NEW YORK (Reuters Health): A phase-2 test of an experimental rectal-cancer treatment found that it completely wiped out the tumor in 12 out of 12 volunteers, according to early results.

All the patients had mismatch-repair-deficient, locally advanced disease, a type typically seen in 5% to 10% of rectal-cancer patients.

The treatment with intravenous dostarlimab, an anti-programmed-death-1 monoclonal antibody, is designed to avoid the bowel, urinary and sexual problems, along with the infertility and quality-of-life issues that can plague many people treated for rectal cancer.

The antibody was given every three weeks for six months. Nearly all the patients had stage-III rectal adenocarcinoma.

The volunteers were supposed to have standard chemoradiotherapy and surgery after the treatment. They haven't needed it.

After a follow-up period ranging from six months to 25 months, "no patients had received chemoradiotherapy or undergone surgery, and no cases of progression or recurrence had been reported," Dr. Luis Diaz of Memorial Sloan Kettering Cancer Center, in New York City, and colleagues report in the New England Journal of Medicine.

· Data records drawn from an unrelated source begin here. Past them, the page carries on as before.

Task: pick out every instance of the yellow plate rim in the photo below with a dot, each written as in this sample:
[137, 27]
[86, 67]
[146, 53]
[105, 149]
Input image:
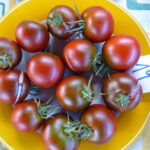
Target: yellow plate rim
[148, 41]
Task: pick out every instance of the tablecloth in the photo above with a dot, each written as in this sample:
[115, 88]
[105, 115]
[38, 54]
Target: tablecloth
[141, 10]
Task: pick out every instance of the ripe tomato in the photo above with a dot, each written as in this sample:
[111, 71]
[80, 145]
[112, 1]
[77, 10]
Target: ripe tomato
[14, 86]
[29, 115]
[54, 137]
[57, 21]
[79, 54]
[70, 90]
[123, 92]
[99, 23]
[45, 70]
[32, 35]
[102, 123]
[121, 52]
[10, 53]
[25, 117]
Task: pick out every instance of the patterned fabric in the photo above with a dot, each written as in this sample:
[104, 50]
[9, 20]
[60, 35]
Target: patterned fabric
[136, 7]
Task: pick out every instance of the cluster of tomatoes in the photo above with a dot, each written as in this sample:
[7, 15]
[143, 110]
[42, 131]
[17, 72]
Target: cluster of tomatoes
[120, 91]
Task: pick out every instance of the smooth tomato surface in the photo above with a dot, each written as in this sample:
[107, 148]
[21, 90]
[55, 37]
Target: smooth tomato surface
[99, 23]
[32, 35]
[79, 54]
[102, 122]
[45, 69]
[11, 50]
[68, 15]
[121, 52]
[14, 86]
[68, 93]
[122, 83]
[25, 117]
[53, 135]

"To date, 4 patients have had 1 year of sustained clinical complete response after completion of dostarlimab alone," they write.

The results were also released at the annual meeting of the American Society of Clinical Oncology.

"We were hoping to achieve a response of greater than 25% with PD-1 blockade when compared with standard response rates with chemotherapy and radiation," Dr. Diaz told Reuters Health by email. "We were very surprised (by the results). The chances of achieving this were less than 1 in a billion."

In an accompanying editorial, Dr. Hanna Sanoff of the University of North Carolina at Chapel Hill writes, "These results are cause for great optimism, but such an approach cannot yet supplant our current curative treatment approach."

"The end point presented, clinical complete response, is an imperfect surrogate for long-term cancer control," she notes. "Patients who have a clinical complete response after chemotherapy and radiation therapy have a better prognosis than those who do not have a clinical complete response, yet cancer regrowth occurs in 20% to 30% of such patients when the cancer is managed nonoperatively."

"In fact, very little is known about the duration of time needed to find out whether a clinical complete response to dostarlimab equates to cure," Dr. Sanoff notes.

Side effects to the treatment included rash, dermatitis, pruritus, fatigue and nausea, but no adverse events of grade 3 or higher have been reported.

The team is planning to test a total of 30 volunteers; 18 have been enrolled.

The monoclonal antibody is currently approved to treat endometrial cancer. It is sold under the brand name Jemperli by GlaxoSmithKline.

The cost for the nine doses is just under $11,000 per dose, Dr. Diaz said.